Sabtu, 22 April 2017

KARUNIA BERDASARKAN KESAKSIAN

KARUNIA BERDASARKAN KESAKSIAN

Ungkapan tersebut kami dengar dari seorang penceramah. Kata beliau, itu merupakan salah satu konsep dalam ilmu tasawuf untuk menjadi pribadi yang lebih baik. Dalam menguraikan QAIDAH tsb, beliau menerangkan pentingnya menciptakan kesan baik dalam hati banyak orang. Karena semakin banyak orang yang menganggap kita baik, maka akan semakin banyak pula KARUNIA BAIK diberikan oleh Allah swt.

Setelah mencari dan merujuknya dalam beberapa kitab tasawuf tidak ditemukan ungkapan seperti itu.

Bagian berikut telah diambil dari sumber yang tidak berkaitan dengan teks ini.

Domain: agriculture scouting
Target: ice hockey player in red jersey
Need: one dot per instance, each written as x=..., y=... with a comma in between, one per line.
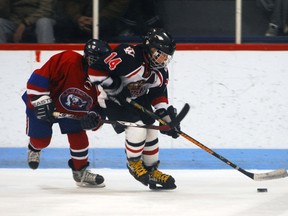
x=62, y=85
x=139, y=72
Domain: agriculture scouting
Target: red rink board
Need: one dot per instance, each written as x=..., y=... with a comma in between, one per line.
x=227, y=47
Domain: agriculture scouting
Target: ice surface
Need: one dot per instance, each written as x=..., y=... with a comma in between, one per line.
x=199, y=193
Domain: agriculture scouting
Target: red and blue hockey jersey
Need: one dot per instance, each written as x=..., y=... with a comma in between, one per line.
x=64, y=78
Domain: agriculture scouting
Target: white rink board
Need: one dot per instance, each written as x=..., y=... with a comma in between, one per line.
x=238, y=99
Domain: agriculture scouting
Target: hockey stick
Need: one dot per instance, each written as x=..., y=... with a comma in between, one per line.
x=276, y=174
x=120, y=123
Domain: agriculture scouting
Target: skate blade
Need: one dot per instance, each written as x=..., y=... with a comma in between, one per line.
x=85, y=185
x=161, y=187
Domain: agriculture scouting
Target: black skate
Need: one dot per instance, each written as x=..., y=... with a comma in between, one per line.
x=84, y=178
x=138, y=171
x=159, y=180
x=33, y=158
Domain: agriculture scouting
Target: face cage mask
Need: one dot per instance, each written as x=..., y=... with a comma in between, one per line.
x=155, y=56
x=91, y=59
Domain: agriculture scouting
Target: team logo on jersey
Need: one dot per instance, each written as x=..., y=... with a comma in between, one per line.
x=130, y=51
x=74, y=99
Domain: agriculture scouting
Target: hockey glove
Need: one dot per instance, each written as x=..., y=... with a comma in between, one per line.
x=168, y=115
x=90, y=121
x=43, y=108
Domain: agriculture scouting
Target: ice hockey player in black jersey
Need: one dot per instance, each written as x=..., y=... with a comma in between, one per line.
x=139, y=72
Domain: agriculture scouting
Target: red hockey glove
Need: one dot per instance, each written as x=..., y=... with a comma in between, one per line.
x=168, y=115
x=90, y=121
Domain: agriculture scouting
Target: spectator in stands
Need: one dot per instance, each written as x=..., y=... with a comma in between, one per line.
x=76, y=17
x=278, y=12
x=141, y=16
x=27, y=21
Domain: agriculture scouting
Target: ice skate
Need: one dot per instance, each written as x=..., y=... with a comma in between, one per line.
x=138, y=171
x=85, y=178
x=33, y=159
x=159, y=180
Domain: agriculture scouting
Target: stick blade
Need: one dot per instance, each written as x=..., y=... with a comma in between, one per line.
x=276, y=174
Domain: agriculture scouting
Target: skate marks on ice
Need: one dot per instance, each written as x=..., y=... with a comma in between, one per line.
x=199, y=192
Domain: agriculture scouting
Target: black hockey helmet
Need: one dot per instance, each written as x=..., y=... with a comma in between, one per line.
x=94, y=49
x=159, y=42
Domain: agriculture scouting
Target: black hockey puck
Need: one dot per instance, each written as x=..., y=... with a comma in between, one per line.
x=262, y=190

Namun jika dikaji dan dianalisa, ada beberapa hadis dan konsep fiqih yang mendukung ungkapan tsb. Sebelum menjelaskan interpretasi atau maksud dari ungkapan tsb, ada baiknya dikaji terlebih dahulu kevalidan dan legalitasnya dari perspektif fiqih. Karena mengingat begitu penting pesan dan kesan dari ungkapan tsb dalam rangka memperbaiki diri menjadi pribadi baik atau lebih baik.

1. Anas bin Malik berkata: para sahabat pernah melewati jenazah. lalu mereka menyanjungnya dan menyebut kebaikannya. Maka Nabi saw bersabda: "Pasti baginya."

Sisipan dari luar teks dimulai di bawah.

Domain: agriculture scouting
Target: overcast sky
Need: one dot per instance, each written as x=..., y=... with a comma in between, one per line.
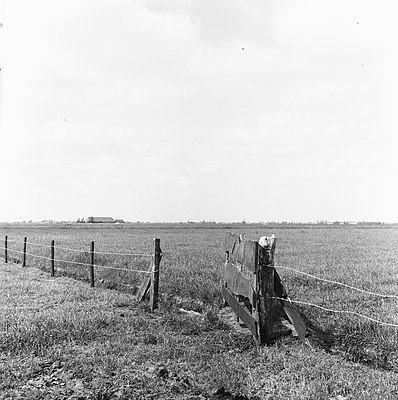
x=176, y=110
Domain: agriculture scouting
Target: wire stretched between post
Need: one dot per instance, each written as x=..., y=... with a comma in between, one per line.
x=336, y=311
x=339, y=283
x=80, y=263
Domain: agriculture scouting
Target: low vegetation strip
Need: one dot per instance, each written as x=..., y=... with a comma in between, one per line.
x=174, y=354
x=60, y=339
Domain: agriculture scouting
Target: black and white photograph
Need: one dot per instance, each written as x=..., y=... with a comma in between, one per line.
x=198, y=200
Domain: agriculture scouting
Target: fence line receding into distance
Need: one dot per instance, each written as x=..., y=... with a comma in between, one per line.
x=151, y=281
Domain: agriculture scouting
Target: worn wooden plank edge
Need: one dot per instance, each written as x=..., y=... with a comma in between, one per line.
x=244, y=315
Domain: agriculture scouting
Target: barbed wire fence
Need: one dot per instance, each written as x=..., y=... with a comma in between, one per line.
x=332, y=310
x=151, y=274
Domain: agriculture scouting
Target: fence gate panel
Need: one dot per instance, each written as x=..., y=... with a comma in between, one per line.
x=254, y=290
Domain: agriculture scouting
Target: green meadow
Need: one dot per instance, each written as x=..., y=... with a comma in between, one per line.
x=62, y=339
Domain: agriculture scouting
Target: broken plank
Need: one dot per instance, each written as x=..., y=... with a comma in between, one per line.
x=238, y=283
x=241, y=311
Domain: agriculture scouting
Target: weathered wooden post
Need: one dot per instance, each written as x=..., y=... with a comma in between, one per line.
x=5, y=249
x=92, y=265
x=268, y=305
x=154, y=294
x=24, y=252
x=52, y=258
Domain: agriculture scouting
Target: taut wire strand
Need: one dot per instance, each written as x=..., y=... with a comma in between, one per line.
x=337, y=311
x=80, y=263
x=338, y=283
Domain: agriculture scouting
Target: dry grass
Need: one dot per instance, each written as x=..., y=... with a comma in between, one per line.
x=61, y=339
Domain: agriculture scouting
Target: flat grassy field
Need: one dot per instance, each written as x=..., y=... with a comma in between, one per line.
x=62, y=339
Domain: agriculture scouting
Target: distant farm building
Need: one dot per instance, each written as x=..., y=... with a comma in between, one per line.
x=100, y=220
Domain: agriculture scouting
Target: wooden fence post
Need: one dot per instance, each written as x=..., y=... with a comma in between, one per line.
x=267, y=304
x=24, y=252
x=5, y=250
x=92, y=265
x=52, y=258
x=154, y=294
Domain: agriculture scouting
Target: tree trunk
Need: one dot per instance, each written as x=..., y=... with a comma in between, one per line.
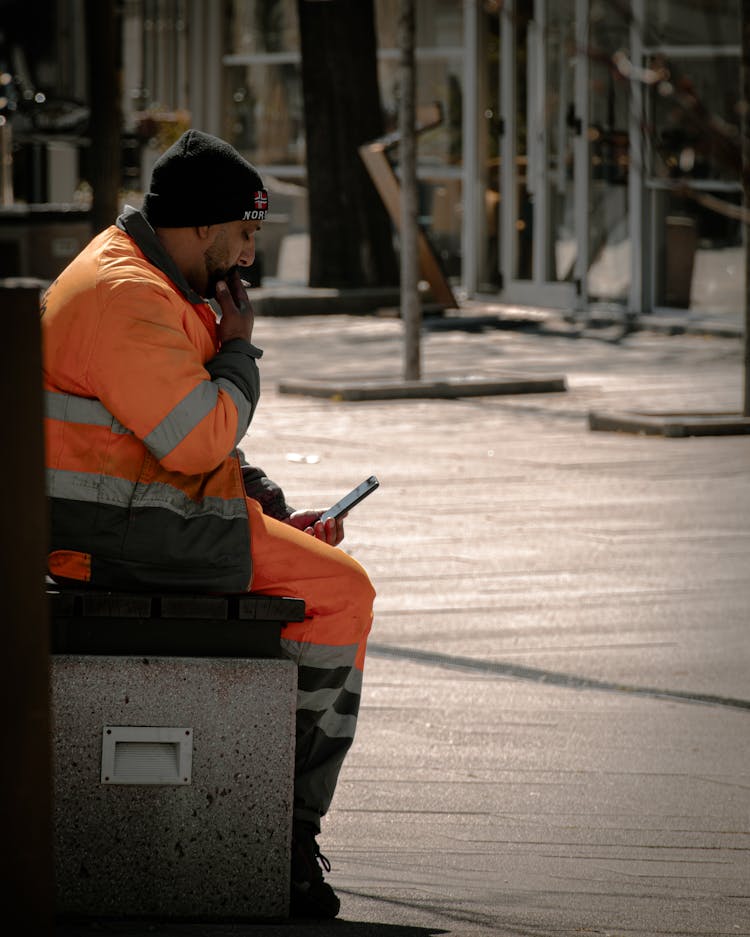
x=351, y=240
x=103, y=47
x=410, y=308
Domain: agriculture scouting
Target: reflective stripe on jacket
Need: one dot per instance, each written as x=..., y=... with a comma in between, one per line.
x=143, y=416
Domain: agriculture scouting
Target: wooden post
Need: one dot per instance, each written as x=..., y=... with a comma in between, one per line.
x=411, y=311
x=27, y=775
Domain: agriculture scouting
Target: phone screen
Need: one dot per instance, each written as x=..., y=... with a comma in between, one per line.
x=354, y=497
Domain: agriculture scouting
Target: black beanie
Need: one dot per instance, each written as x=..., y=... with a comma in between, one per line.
x=201, y=180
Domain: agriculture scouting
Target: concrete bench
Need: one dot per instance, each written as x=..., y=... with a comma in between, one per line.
x=173, y=754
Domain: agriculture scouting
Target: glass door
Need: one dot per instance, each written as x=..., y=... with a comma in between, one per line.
x=542, y=184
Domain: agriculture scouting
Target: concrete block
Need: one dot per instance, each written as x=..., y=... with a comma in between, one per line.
x=212, y=845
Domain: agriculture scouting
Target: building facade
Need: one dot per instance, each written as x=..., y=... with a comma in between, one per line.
x=587, y=153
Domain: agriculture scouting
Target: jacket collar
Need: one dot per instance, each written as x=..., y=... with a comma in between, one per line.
x=134, y=224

Kemudian mereka melewati jenazah yang lain. lalu mereka mencelanya dan menyebut keburukannya. Maka Beliau pun bersabda: "Pasti baginya."

Kemudian Umar bin Khatab bertanya: "Ya Rasulullah, Apa yang pasti baginya?

Beliau menjawab: "Jenazah pertama kalian sanjung dengan kebaikan, maka pasti baginya masuk surga. Sedangkan jenazah kedua kalian menyebutnya dengan keburukan. Maka pasti baginya masuk neraka. Karena kalian adalah saksi-saksi Allah di muka bumi." (HR. Bukhari. 1278)

Pertanyaannya: Bagaimana"kesaksian atau sanjungan baik" terhadap mayit yang tidak sesuai realitanya, artinya mayit tsb org jahat?

Dalam kitab 'Umdatul Qari', Syaikh 'Aini Al-Hanafi menukilkan jawaban gurunya, Syaikh Zainuddin. KESAKSIAN BAIK MEMBERI DAMPAK POSITIF TERHADAP MAYIT, WALAUPUN TIDAK SESUAI DENGAN REALITANYA.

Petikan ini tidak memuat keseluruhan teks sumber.